Mesmo depois de jogar recentemente cerca de duas horas de pragmata no escritório da Capcom em São Francisco na semana passada, acho que o jogo é um pouco difícil de explicar. É um jogo de ação em terceira pessoa de ficção científica, mas você joga como dois personagens. Você explora uma misteriosa estação de pesquisa lunar como um grande homem chamado Hugh, que usa um traje espacial volumoso e atira em robôs agressivos. Para causar qualquer dano significativo a esses robôs, você precisa hackeá-los como um andróide (tecnicamente, um “Pragmata”) que Hugh chama de Diana, que fica de costas e assume a forma de uma criança humana loira. Hackear os robôs envolve destacar peças em uma grade na ordem certa, como Diana em um minijogo que me lembra Sonho de cachimbo. E enquanto você está hackeando, os robôs avançam sobre você, às vezes em grupos opressivos e sufocantes.

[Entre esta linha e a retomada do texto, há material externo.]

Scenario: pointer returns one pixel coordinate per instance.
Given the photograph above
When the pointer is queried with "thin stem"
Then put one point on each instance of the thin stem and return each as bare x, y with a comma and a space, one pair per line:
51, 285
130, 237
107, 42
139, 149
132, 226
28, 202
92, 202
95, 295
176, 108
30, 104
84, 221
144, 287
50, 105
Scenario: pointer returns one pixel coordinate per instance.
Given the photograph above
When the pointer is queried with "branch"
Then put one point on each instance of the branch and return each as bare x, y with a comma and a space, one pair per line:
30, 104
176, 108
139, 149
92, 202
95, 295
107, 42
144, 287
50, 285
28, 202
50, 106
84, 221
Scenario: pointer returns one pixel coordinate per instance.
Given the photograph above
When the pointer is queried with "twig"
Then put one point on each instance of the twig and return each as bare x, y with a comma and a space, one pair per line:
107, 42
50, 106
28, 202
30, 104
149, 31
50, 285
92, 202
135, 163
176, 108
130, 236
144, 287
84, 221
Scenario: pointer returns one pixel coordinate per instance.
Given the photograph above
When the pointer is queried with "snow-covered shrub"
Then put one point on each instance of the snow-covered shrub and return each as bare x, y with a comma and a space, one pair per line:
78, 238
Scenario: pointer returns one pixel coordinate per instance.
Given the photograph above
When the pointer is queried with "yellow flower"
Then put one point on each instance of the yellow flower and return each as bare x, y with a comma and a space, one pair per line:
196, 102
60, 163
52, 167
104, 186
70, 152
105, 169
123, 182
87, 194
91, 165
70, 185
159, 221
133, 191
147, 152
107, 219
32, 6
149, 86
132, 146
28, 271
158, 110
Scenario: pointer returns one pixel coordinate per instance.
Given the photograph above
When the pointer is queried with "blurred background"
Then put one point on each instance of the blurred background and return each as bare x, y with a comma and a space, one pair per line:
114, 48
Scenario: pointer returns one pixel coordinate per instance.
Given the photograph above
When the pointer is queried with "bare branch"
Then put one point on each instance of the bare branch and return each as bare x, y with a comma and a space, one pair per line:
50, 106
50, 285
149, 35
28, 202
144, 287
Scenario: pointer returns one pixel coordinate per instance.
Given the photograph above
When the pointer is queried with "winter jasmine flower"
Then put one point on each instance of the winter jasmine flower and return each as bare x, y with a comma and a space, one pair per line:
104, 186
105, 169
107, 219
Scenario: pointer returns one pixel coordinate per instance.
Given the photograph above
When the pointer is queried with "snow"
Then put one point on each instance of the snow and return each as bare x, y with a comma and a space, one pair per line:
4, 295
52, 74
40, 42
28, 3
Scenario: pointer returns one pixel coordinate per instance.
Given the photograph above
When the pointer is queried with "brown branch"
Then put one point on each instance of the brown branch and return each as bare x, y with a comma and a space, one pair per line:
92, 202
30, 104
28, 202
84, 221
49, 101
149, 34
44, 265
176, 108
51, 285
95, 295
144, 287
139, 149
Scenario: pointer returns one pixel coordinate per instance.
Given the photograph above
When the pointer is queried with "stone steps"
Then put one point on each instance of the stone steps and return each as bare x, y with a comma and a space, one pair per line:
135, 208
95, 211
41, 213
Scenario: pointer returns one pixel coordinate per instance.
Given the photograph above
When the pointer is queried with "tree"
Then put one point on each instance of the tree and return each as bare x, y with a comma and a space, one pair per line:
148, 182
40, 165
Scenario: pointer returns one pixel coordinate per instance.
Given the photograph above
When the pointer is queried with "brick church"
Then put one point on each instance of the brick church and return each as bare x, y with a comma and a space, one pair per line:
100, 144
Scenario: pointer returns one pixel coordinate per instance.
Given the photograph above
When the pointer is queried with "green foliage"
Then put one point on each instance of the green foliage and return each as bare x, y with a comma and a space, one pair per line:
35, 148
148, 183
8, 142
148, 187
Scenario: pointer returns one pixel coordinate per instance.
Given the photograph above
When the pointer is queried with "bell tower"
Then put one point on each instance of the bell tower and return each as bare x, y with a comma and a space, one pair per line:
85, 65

Muitos dos inimigos, apesar de serem robôs em vez dos clássicos Residente Mal zumbis, têm uma presença arrepiante. Os mais comuns que enfrentei eram robôs altos e semelhantes a humanos, chamados Walkers, e eles às vezes cambaleavam para frente ou ocasionalmente se curvavam em formas grotescas depois que eu os hackeava. Uma vez, eu realmente pulei quando um Walker se camuflou entre uma fila de manequins. Outro inimigo diferente era puro combustível de pesadelo: ele tinha uma enorme cabeça humana e corria em minha direção como uma criança gigante, mas às vezes puxava a frente da cabeça para trás para revelar uma serra laser vermelha e depois corria para mim de quatro.

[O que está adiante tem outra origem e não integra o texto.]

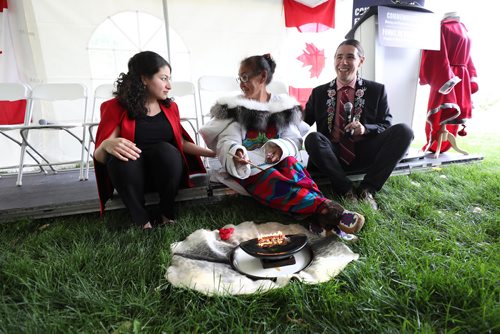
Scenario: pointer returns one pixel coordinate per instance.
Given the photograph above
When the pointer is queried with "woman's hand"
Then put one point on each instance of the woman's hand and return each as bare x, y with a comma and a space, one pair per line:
121, 148
273, 153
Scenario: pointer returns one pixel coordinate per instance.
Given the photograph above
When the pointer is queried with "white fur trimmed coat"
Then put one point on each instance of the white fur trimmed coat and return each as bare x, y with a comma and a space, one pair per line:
232, 116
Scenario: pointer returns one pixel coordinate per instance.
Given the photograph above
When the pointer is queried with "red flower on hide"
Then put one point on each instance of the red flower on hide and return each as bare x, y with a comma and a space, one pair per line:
225, 233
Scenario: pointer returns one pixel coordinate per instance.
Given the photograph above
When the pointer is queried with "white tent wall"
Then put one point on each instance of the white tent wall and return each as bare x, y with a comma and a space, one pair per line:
51, 41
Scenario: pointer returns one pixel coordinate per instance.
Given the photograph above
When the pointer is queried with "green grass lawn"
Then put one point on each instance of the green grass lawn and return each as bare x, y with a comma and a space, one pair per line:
429, 263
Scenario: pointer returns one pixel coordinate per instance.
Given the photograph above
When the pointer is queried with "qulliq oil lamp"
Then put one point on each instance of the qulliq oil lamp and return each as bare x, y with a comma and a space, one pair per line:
272, 255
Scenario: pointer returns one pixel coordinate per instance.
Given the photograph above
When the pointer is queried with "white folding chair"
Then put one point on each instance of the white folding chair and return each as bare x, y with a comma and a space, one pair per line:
101, 93
212, 87
14, 92
180, 92
74, 117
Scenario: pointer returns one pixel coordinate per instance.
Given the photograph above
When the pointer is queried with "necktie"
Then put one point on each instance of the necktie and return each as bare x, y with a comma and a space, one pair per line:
346, 143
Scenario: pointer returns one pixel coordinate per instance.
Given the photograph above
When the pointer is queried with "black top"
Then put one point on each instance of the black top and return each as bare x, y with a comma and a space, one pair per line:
150, 130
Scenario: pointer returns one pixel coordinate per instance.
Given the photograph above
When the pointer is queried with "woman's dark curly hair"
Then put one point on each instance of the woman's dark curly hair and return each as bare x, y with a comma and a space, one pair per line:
130, 90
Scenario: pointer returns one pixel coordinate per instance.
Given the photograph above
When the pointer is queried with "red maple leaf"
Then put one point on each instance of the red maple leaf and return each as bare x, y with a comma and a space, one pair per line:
313, 57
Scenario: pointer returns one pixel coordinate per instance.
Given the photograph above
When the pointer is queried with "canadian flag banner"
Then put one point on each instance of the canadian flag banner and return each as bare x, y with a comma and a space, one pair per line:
309, 15
10, 112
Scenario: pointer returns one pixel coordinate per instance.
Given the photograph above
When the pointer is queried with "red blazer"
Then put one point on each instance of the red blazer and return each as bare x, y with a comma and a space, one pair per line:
114, 115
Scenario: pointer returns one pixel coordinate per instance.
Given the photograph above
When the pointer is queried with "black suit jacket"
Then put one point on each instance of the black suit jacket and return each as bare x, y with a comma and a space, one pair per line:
375, 117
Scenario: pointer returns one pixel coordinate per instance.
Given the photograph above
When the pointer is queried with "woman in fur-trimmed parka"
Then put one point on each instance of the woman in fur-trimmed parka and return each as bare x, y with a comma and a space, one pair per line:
257, 137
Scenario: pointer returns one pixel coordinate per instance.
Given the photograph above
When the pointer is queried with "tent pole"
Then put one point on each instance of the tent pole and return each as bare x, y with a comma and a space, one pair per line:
167, 33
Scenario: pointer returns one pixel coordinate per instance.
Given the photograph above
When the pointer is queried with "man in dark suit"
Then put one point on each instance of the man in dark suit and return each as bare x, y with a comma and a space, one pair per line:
354, 131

Eles me deixaram desconfortável – o que foi intencional. A ideia em torno de seu design, pragmata o diretor Yonghee Cho conta A beiraé que talvez esses robôs tenham sido projetados pela IA, não por humanos. “Então, como a IA que você vê na vida real, onde você se pergunta: ‘Por que a IA a criou assim?’ você também está se perguntando pelos inimigos em pragmata‘Por que a IA criou isso assim?’” ele explica.

Essa sensação de estranheza induzida pela IA não aparece apenas nos inimigos. O nível que explorei em minha demonstração era uma estranha recriação de uma cidade como Nova York: a área principal do nível tinha placas brilhantes, telas e luzes como a Times Square. Mas, ao mesmo tempo, também não é uma versão precisa. Na história do jogo, uma IA supostamente criou o espaço, e o pragmata A equipe analisou os primeiros vídeos generativos de IA, onde as coisas não combinavam, como referência. “Tudo isso é feito por humanos para parecer que uma IA imprimiu algo errado em 3D”, diz o produtor Naoto Oyama. “Mas são todos erros cometidos pelo homem para fazer com que pareça IA.” (Nenhuma IA generativa foi usada na criação de pragmatade acordo com Cho e Oyama.)

O pragmata A equipe de desenvolvimento também tem muita experiência trabalhando em Residente Mal e outras séries da Capcom como Diabo pode chorare eles aproveitaram essa experiência ao criar o jogo, diz Cho. (o próprio Cho trabalhou Residente Mal 7 e o remake de Residente Mal 3.) Eu realmente senti esse legado, principalmente tocando o pragmata demonstração apenas algumas semanas após a conclusão Réquiem de Resident Evil. Às vezes, ao mirar tiros na cabeça dos Walkers com pragmataNa versão de pistola, senti que Hugh era uma versão espacial de Leon Kennedy.

Embora pragmata é diretamente um jogo de ação, parece que traz elementos do Residente Mal estrutura de terror de sobrevivência para uma nova franquia, mais ou menos como a Capcom fez com Crise do Dino na era PS1. É um jogo estranho, mas também familiar de uma forma que faz pragmata sinta-se distintamente Capcom.